The llama.cpp project has merged support for two new command-line arguments in its llama-bench benchmarking tool: -fitc (format input token count) and -fitt (format input token time). These flags are available starting from build b8679. The change was anticipated by community members running local LLM performance tests.

Why It Matters

llama-bench is the standard tool for measuring inference throughput on local hardware. Before this change, benchmark output formatting options were limited, making it harder to script automated performance comparisons or pipe results into monitoring dashboards. The new flags give developers explicit control over how token count and timing columns are presented, which matters when:

  • Comparing performance across multiple model quantizations (Q4_K_M, Q8_0, etc.)
  • Feeding benchmark data into CI pipelines or spreadsheets
  • Running batch tests across GPU and CPU backends on the same machine

For indie developers and SMEs running self-hosted inference, cleaner benchmark output reduces the manual work needed to evaluate whether a hardware upgrade or quantization change actually improves throughput per dollar.

Asia-Pacific Angle

Developers in China and Southeast Asia frequently run llama.cpp on cost-optimized hardware — consumer GPUs like the RTX 4060, or Apple Silicon MacBooks — to avoid cloud API costs and data residency concerns.
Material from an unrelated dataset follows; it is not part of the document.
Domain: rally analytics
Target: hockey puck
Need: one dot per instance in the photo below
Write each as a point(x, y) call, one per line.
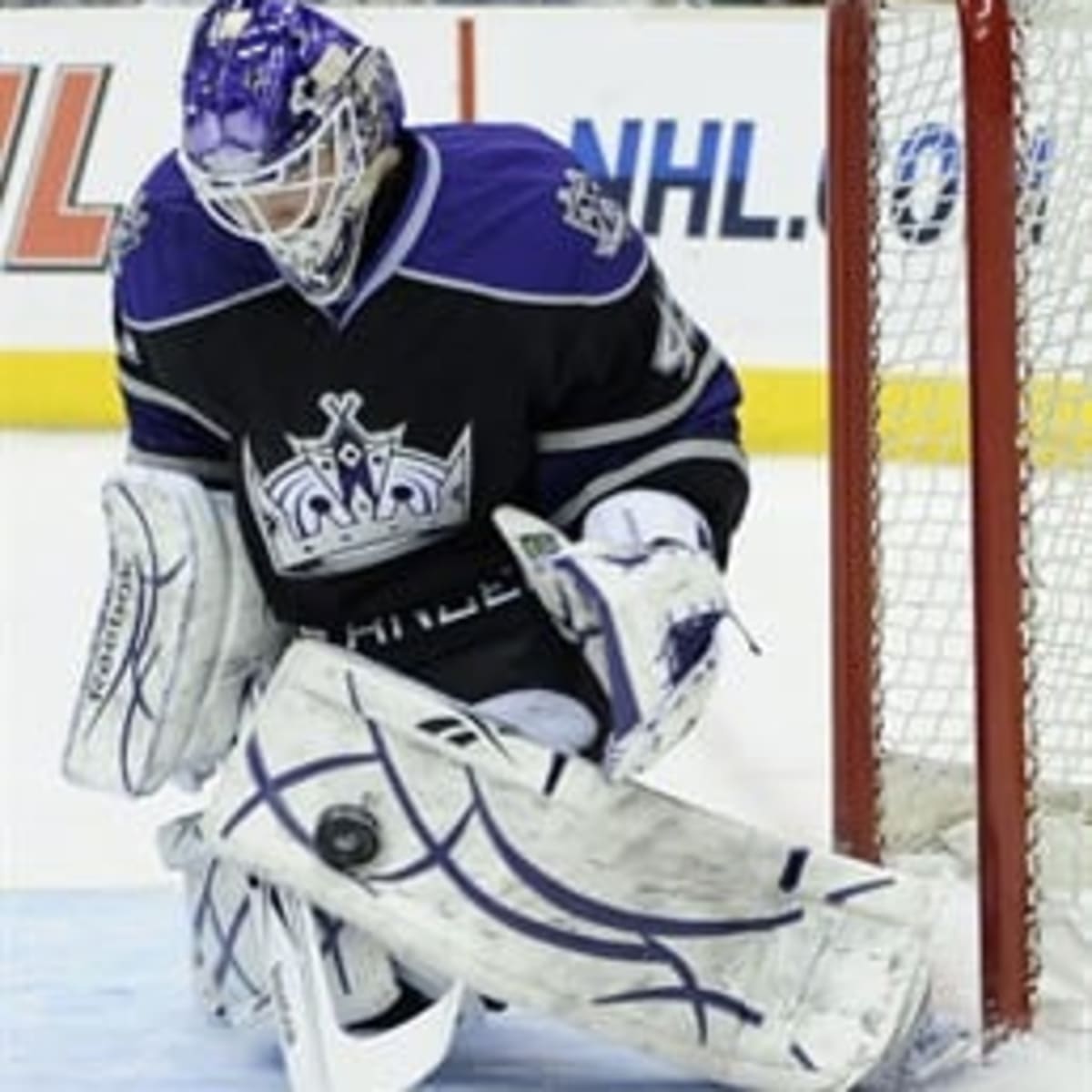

Automated benchmarking with consistent output formatting is especially valuable when evaluating Chinese-language models such as Qwen2.5 or DeepSeek-R1 across different quantization levels. The -fitc and -fitt flags make it easier to build local scripts that track tokens-per-second regressions as new model versions are released, without manually parsing inconsistent console output.

Action Item This Week

Update your llama.cpp build to b8679 or later, then run llama-bench -fitc -fitt against your current model to establish a baseline CSV-friendly output you can version-control alongside your hardware configuration.